Contributions de Frédéric ARSAC et de l'école témoin
de l'OCCE à Valence (Drôme), Claudine EYNARD, Christian ASTIER,
enseignants (Ardêche) du groupe de recherche INRP- OCCE.
1-Recherche INRP-OCCE et école des quatre langages
Cette contribution prend appui sur une recherche engagée en mars 2001
avec une dizaine de classes ou d'écoles coopératives de la Région
Rhône-Alpes.
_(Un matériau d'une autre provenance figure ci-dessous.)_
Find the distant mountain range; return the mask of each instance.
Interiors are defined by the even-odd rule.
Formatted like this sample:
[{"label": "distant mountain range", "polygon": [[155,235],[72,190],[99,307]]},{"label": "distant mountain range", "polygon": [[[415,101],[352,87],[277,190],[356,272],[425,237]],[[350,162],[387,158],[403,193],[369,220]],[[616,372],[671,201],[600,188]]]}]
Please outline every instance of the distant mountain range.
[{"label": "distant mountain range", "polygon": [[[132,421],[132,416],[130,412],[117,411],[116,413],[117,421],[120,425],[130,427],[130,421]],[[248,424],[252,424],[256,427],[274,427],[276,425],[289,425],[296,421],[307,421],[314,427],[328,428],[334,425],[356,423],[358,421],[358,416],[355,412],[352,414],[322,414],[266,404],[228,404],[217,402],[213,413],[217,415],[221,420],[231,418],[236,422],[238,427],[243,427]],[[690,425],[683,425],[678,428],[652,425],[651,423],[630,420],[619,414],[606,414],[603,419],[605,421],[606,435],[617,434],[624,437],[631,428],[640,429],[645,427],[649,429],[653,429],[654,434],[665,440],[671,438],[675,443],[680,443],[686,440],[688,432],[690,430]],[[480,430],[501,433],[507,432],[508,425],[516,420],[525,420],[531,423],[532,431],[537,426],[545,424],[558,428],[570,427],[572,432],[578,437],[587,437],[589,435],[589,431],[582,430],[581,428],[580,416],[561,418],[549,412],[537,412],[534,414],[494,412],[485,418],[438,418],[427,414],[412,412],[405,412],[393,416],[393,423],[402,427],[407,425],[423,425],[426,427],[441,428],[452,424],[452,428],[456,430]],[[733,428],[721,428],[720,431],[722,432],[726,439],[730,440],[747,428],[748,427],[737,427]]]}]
L'OCCE, Office central de la coopération à
l'école, désirant approfondir les spécificités pédagogiques
des classes coopératives a sollicité la Mission École primaire
de l'INRP (alors sous la responsabilité de Dominique Sénore) pour
expérimenter et développer, avec des enseignants volontaires,
les propositions pédagogiques du psychanalyste de l'éducation
Jacques Lévine ou école des quatre langages.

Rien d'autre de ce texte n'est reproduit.